3. Davenport v. Garcia, 834 S.W.2d 4 (Tex. 1992).
4. See e.g., Jones v. Clinton, No. LR-C-94-290 (E.D. Ark. order issued Oct. 27, 1997) (restraining litigants and counsel from discussing the timing and substance of discovery and identifying persons from whom discovery is sought); United States v. McVeigh, 964 F. Supp. 313 (D.Colo. 1997) (upholding trial court order restricting access and prohibiting all out-of-court comments by trial participants).
5. United States v. Brown, 218 F.3d 415 (5th Cir. 2000).
6. Id. at 423.
7. In re Hearst Newspapers Partnership, L.P., 241 S.W.3d 190, 36 Media L. Rep. 1297 (2007)
8. State v. Neulander, 801 A.2d 255 (N.J. 2002), cert. denied Philadelphia Newspapers, Inc. v. New Jersey, 123 S.Ct. 1281 (2003).

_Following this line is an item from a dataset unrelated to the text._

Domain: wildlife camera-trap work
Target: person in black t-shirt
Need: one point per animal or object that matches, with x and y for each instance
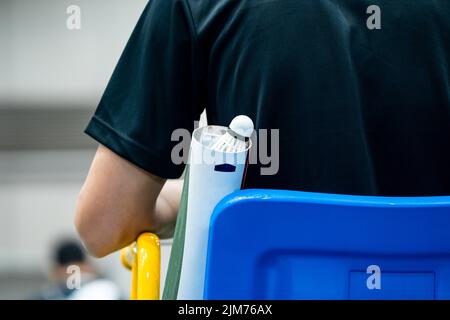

9. United States v. Cleveland, 128 F.3d 267 (5th Cir. 1997), cert. denied sub nom In re: Capital City Press, 523 U.S. 1075 (1998). But see Contra Costa Newspapers, Inc. v. Superior Court, 61 Cal. App. 4th 862 (1998) (holding that a trial court cannot issue a “blanket” order prohibiting the press from contacting jurors who have been discharged from their duties).
10. See Sheppard v. Maxwell, 384 U.S. 333 (1966).
11. See United States v. Salameh, 992 F.2d 445 (2d Cir. 1993) (striking order preventing attorneys and law enforcement officials involved in World Trade Center bombing case from speaking to the media; stating that courts may impose restrictions when necessary to protect the integrity of the judicial system, but holding that the order in Salameh was not narrowly tailored).
12. See Levine v. United States Dist. Court, 764 F.2d 590 (1985), reh’g denied, 775 F.2d 1054 (9th Cir. 1985).
13. Gentile v. State Bar of Nevada, 501 U.S. 1030 (1991).
14. United States v. Scarfo, 263 F.3d 80 (3d Cir. 2001).